We retrieved 50 RCTs (36,541 participants in total) eligible for analysis. Twenty studies included only people with active RMS. Twenty-six studies included a mixed population of people with active RMS and lack of treatment response together with treatment-naive people. The proportion of people with previous lack of treatment response in these studies varied from 3% to 75% (median 33%). Separate results for people with previous lack of treatment response were not reported in studies and the inclusion criteria featured a number of different definitions for “allowed previous treatments” (more or less drug-specific and with different washout time windows, depending on the treatment). Such heterogeneity did not allow a meaningful data pooling of the population with previous lack of treatment response.

Two small studies (88 participants in total) included people with non-active RMS and in two other studies (240 participants in total) the RMS phenotype was not reported.
The panel agreed in considering as the evidence base the analysis including all retrieved RCT as representative of people with active RMS.

Among the desirable effects, disability worsening and frequency of relapse were assessed for most DMTs.
Disability at 24 months assessed by means of the EDSS is the desirable effect on which most data were available, when considering placebo as the common comparator. All 18 DMTs with disability at 24 months data reported an absolute difference in favour of the intervention, with two notable exceptions: ozanimod and interferon beta products (beta 1a and 1b considered together), showing values in favour of placebo. However, such estimates need to be interpreted with caution, since both show a very low certainty due to imprecision (and also risk of bias for interferon beta products). In particular, the point estimate for interferon beta products, showing very wide CIs, came from only indirect comparisons in the network evidence (see network plot), referring to two small studies (less than 250 participants in total) comparing beta interferons with azathioprine. Point estimates from studies directly comparing interferon beta 1a or beta 1b vs placebo, showed values in favour of the intervention.
No study of DMTs vs placebo assessed disability at 36 months.
Relapse was assessed at 12 and 24 months for most DMTs, showing values in favour of the intervention. Considerations mentioned above on disability and the certainty of point estimates of beta interferon products, compared together vs. placebo, can be made about relapses (see "Additional Considerations"). Direct evidence about the frequency of relapse at 36 months vs. placebo was available only for interferon beta 1b, with values favouring the intervention.

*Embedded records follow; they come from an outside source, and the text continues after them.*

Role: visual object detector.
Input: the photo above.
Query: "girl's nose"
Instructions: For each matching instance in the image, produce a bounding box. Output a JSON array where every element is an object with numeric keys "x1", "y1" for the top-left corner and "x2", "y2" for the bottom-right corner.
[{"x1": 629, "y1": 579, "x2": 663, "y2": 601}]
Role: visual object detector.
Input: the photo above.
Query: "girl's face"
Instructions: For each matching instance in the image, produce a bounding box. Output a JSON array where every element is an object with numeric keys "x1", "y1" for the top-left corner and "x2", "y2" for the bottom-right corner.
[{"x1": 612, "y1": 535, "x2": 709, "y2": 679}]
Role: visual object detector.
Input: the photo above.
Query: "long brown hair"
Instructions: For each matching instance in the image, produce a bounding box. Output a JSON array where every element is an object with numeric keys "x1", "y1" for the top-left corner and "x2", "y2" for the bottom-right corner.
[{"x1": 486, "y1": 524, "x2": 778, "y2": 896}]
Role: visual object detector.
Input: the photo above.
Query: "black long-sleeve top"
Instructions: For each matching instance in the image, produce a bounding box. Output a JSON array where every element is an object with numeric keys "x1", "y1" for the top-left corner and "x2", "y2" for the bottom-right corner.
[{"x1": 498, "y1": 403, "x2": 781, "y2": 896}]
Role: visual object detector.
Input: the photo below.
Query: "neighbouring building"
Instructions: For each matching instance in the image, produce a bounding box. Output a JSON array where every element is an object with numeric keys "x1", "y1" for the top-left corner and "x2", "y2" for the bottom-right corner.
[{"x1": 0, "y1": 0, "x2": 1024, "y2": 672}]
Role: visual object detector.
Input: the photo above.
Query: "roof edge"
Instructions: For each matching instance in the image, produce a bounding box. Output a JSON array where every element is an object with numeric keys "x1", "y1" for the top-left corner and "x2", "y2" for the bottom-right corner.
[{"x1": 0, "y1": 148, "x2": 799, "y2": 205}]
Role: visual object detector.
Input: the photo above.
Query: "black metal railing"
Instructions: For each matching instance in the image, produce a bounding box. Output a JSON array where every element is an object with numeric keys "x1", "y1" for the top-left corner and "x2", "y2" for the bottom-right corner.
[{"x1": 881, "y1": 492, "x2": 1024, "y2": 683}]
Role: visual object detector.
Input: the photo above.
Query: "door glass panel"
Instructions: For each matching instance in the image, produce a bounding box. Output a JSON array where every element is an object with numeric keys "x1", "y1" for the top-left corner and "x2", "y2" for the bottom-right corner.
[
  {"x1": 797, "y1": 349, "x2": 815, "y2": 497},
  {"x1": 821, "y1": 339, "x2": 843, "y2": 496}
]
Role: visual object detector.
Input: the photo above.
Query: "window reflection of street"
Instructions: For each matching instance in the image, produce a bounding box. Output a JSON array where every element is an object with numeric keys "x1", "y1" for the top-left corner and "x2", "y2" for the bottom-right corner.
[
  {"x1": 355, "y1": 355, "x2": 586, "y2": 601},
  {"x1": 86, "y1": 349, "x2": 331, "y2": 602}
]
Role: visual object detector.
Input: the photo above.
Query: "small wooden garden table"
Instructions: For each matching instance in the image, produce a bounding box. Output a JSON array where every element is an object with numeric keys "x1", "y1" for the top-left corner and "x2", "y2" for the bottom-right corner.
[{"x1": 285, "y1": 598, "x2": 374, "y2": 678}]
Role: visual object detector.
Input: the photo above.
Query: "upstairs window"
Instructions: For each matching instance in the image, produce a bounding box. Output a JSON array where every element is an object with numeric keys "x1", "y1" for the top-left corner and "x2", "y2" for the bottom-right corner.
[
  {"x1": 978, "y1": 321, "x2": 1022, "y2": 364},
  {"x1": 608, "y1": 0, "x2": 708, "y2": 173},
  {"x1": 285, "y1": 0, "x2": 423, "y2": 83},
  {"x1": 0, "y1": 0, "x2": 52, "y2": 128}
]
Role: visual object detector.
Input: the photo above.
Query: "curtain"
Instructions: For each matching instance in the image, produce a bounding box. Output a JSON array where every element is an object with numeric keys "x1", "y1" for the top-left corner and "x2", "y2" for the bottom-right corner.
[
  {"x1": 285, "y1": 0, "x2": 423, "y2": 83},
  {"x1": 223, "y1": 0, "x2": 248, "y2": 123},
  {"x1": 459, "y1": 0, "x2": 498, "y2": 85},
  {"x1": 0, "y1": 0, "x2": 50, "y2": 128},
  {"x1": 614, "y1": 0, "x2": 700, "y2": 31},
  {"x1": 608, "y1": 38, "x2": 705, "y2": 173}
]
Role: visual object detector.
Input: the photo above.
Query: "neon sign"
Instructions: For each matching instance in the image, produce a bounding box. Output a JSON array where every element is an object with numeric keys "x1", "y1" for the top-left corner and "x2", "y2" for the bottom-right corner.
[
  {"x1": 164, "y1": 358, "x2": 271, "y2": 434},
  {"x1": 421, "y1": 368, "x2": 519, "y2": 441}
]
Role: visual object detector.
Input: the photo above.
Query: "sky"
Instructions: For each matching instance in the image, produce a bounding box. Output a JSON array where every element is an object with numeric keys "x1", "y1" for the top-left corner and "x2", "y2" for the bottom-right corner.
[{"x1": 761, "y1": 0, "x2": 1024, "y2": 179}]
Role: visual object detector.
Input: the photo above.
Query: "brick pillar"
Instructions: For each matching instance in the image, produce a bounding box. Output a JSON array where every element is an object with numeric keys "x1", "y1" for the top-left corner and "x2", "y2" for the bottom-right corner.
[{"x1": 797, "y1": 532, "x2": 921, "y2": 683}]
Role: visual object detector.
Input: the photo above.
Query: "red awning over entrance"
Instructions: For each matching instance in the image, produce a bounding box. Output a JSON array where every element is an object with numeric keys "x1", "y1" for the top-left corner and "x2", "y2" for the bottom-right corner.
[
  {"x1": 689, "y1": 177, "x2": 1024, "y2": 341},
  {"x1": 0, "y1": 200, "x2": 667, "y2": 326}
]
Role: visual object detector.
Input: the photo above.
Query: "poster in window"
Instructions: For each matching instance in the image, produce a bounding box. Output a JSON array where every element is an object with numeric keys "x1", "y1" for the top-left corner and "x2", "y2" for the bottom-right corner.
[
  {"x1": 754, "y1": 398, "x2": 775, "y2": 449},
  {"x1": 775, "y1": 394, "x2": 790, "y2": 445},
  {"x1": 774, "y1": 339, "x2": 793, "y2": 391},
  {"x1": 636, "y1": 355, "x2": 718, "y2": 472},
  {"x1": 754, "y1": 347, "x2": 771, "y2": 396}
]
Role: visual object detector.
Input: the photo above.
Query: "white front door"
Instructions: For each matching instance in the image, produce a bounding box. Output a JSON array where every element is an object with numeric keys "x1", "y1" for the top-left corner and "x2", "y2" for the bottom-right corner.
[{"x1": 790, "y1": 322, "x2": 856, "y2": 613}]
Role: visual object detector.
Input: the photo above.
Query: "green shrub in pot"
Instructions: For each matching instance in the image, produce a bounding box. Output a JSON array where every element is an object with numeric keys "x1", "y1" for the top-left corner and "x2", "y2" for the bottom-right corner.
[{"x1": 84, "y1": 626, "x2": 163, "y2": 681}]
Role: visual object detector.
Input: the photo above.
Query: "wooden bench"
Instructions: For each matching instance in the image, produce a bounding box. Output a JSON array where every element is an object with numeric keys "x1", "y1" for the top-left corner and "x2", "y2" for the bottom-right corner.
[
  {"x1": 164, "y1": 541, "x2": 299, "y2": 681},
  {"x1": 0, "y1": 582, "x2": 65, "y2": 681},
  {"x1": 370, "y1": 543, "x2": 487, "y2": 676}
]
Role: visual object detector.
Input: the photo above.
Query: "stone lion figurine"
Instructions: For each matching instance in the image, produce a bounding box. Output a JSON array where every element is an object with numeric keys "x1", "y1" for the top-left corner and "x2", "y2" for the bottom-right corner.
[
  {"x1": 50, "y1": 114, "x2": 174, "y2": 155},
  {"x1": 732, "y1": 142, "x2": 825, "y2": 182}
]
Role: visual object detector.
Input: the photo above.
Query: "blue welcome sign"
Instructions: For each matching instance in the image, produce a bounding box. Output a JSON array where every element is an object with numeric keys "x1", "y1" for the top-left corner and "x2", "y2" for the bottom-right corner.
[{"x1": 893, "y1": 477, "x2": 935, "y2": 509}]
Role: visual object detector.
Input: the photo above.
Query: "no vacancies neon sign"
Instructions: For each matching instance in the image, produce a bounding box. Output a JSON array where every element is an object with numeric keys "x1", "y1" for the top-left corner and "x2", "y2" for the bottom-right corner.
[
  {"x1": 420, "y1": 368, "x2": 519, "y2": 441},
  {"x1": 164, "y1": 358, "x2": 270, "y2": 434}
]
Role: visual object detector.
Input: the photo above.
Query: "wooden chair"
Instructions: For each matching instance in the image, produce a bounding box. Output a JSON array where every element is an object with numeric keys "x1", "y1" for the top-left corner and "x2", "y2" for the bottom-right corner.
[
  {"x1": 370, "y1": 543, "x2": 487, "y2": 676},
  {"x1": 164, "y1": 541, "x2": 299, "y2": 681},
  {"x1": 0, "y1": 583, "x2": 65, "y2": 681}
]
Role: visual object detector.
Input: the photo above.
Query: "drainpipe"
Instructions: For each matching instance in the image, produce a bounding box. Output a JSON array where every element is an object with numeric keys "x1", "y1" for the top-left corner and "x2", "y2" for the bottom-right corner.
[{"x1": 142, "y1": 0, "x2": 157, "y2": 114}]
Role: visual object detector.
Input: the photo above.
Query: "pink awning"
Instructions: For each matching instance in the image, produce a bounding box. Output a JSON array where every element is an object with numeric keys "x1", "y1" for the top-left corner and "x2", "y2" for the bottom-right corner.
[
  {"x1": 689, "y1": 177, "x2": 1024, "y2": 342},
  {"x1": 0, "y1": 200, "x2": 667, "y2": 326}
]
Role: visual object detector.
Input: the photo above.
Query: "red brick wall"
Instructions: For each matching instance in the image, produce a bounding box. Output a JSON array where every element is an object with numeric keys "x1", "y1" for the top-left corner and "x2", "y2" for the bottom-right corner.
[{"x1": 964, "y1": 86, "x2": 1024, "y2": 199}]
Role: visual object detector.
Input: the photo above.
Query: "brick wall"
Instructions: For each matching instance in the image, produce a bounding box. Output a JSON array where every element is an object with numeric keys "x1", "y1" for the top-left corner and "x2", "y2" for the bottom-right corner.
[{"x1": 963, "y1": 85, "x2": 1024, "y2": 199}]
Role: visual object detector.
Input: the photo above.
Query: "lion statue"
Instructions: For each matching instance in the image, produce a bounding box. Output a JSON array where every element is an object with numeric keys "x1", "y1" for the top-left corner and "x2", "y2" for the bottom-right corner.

Data on MRI outcomes (new or enlarging T2-weigthed lesions and new gadolinium-enhancing positive T-1 weighted lesions) were available at 12 and 24 months. The majority of MRI estimates were available for DMTs compared to placebo relative to gadolinium-enhancing positive T1-weigthed lesions at 24 months. Most absolute point estimates were in favour of the intervention with some exceptions: for T2-weighted MRI lesions at 12 months most estimates came only from indirect evidence and wide loops in the network plot, with resulting very wide CIs and very low certainty mostly due to imprecision. Therefore such values should be interpreted with caution (see "Additional Considerations").
Quality of life was assessed, by means of several different scales, for cladribine, teriflunomide, daclizumab, ozanimod and interferons beta 1b and 1a vs placebo, showing values in favour of the intervention.
Cognitive decline was assessed in no study comparing a DMT vs placebo, therefore no estimates on this outcome were available in the NMA.